At the end?

Yellow bin, bio-waste container or residual waste?

Residual waste

Residual waste is incinerated. Thermal energy and electricity are the result of thermal recycling. If a biobrush-toothbrush is disposed of through residual waste, it will not cause any harm. As it hardly contains any fossil material and will have negligible carbon dioxide emission.

Yellow bin

This is right place to dispose of plastics and, of course, also bioplastics. Common plastics like PET or PP are sorted and recycled in modern waste separation facilities. Bioplastic, including ours, are still quite exotic and are not recognised as resource. They will be handled as residual product and incinerated.

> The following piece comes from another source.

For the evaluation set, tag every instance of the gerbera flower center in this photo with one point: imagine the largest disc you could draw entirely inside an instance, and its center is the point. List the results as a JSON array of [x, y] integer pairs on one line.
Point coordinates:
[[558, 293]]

An increasing use of bioplastics in future, will ensure their reaching a critical mass, from which recycling of bioplastics in waste separation facilities will become economically justifiable. Suitable technical procedures are already being worked on. Our toothbrush, when correctly sorted and provided the head and bristles have been removed, can be recycled.

Bioplastics – not in the bio-waste container

Bio-waste containers are used to recycle organic waste, in order to produce compost for agriculture. Rotting time and nutrient content are of utmost importance. Bioplastics take too long to rot and, therefore, they should not be disposed of in a bio-waste container. Currently the disposal of bioplastics poses a problem to waste separation facilities, as they need to sort these plastics and have them incinerated.

What about our biobrush?

The handle is biodegradable. The castor oil based nylon bristles along with their anchoring add up to about 6% of the overall weight of the toothbrush and are not biodegradable! A comparable, equally hygienic and biodegradable material for the bristles is not available on an industrial scale at the moment. These bristles would consequently remain as a rotproof resource in industrial composting. Therefore, it is back to yellow bin!

What if a biobrush ends up in the landscape after all?

Conventional plastic will not decompose completely in a time span of more than 400 years.

The German Federal Environmental Agency stated in 2013, that even after an extremely long time (>400 years) of continuous grinding a complete decomposition is not possible.

Bioplastic will only need a fraction of this time span to decompose

94% of the biobrush will, depending on climate conditions, rot within a few years. The nylon is not yet biodegradable. As soon as an equally hygienic and biodegradable material for the bristles is ready to go to the market, we will apply it.

Just a small tip:

The touring exhibition „Plastic Garbage Project“ clearly shows the consequences of the pollution of the seas by plastic waste.